This article covers the principles, design, and nuances of the circuit breaker pattern as a software tool. I describe the inner workings and common malfunctions of circuit breakers as well as offer suggestions for managing those malfunctions.
I approach this topic from a perspective of the software pattern overall and do not cover specific implementations or programming languages. If you are adding circuit breakers to your project for the first time, building a new circuit breaker implementation, or want to better understand what your current circuit breaker tool is doing then this article should provide valuable information.
Circuit Breaker Basics
In the context of software development, a circuit breaker is a design pattern that involves monitoring the rate and completion status of a specific action and bypassing that action for a predetermined time when the action’s error rate exceeds some minimum threshold. Circuit breaker implementations are typically modeled as wrappers, or middleware, so they can both monitor and intercept requests to complete the guarded action. When the error rate of an action is below the threshold then the circuit breaker acts as a pass through that transparently records the status of each action execution. However, if the error rate exceeds the threshold then the circuit breaker "trips" or "opens". Once open, it immediately returns or raises an exception on each attempt rather than executing the guarded action. This behavior continues until the circuit is closed by some other signal.

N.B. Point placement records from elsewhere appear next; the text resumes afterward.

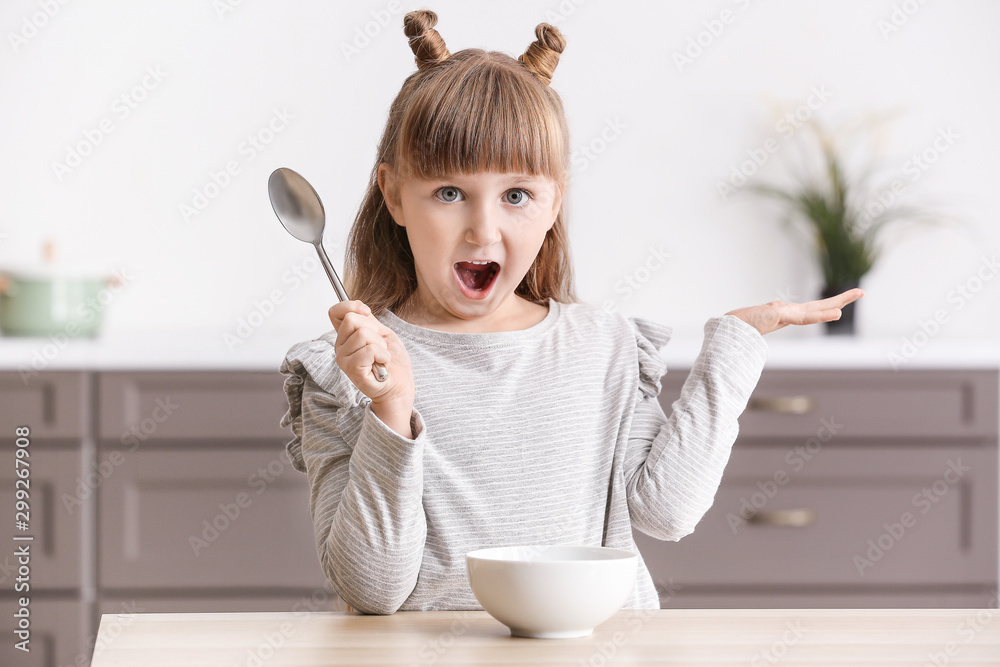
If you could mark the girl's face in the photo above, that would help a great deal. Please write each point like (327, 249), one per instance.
(473, 237)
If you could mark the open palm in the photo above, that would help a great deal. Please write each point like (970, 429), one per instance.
(777, 314)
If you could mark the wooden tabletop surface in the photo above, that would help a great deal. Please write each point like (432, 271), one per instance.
(637, 637)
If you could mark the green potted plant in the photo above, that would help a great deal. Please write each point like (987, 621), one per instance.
(845, 215)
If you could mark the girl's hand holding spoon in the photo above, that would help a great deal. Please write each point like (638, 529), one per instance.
(363, 341)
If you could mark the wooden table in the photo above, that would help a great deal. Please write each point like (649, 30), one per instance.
(662, 637)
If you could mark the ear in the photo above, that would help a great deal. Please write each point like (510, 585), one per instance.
(389, 185)
(556, 203)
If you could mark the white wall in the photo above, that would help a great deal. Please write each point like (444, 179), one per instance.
(222, 73)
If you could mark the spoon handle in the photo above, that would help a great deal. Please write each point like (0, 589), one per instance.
(378, 370)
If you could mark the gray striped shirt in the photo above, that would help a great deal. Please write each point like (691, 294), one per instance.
(549, 435)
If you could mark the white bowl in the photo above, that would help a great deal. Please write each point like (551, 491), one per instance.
(551, 591)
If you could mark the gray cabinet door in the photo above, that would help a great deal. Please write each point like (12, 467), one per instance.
(199, 518)
(951, 404)
(850, 518)
(57, 491)
(848, 488)
(57, 635)
(225, 407)
(51, 404)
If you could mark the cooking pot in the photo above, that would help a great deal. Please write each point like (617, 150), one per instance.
(45, 304)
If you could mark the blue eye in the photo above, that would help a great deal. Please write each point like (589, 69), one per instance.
(521, 196)
(449, 194)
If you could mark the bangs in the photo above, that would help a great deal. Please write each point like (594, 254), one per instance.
(471, 118)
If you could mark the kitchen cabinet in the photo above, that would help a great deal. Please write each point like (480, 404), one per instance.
(154, 491)
(861, 488)
(170, 491)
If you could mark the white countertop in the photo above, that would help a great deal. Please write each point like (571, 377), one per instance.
(208, 351)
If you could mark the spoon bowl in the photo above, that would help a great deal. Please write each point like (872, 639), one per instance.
(300, 211)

The top three reasons why a circuit breaker is introduced into a system are:
Triggering alternative behaviors when the circuit is open.
Failing faster in the case of errors due to timeout.
Providing relief to a dependency by temporarily stopping the flow of traffic.
Circuit breakers can provide these benefits when used carefully but implementations are often much easier to install than they are to manage. Having an understanding of the design and inner workings of the pattern makes it easier to conceptualize what an implementation is doing and how to better configure or manage that implementation.
Opening A Circuit
The circuit breaker begins in a closed state and the guarded action is executed on each attempt. The determining factor for opening a circuit is the calculation of an error rate and comparison to some threshold value. The error rate is calculated over some window of time which is usually configurable.
Rolling Window
The most common choice of windowing strategy is a rolling window which represents a recent period of time and shifts in units of a smaller, fixed duration. From a software perspective, this is generally implemented using a "bucket" technique where each bucket represents the rolling interval. To illustrate, let’s consider a window of 6 seconds where each bucket represents 1 second:
All new values are collected in the T-0 bucket which represents the current 1
second span of time. As each second passes, the oldest bucket is dropped and a
new T-0 bucket is created. This rolling window strategy is commonly used
because optimal or efficient algorithms are fairly prevalent and implementations
often already exist for working with real-time, high throughput data. Other
window strategies may, technically, be used but if you survey circuit breaker
implementations you will find that the overwhelming majority use a rolling
window.
Error Rate Calculation
The rolling window contents are evaluated before each attempt to execute the guarded action. The core metric in a circuit breaker is the error rate or the error percentage. When the error rate of a window exceeds the configured threshold then the circuit opens. However, calculation of an error rate is not as straightforward as it may appear. To illustrate, let’s use the same window from before:
This window is tracking total, attempted requests and failed requests. When evaluated, the window presents a 26% error rate. The failure counts are clearly increasing over time and the most recent bucket shows a 76% error rate within that one second interval. If the trend continues then the circuit will eventually open as the buckets representing healthier intervals of time roll out of the window.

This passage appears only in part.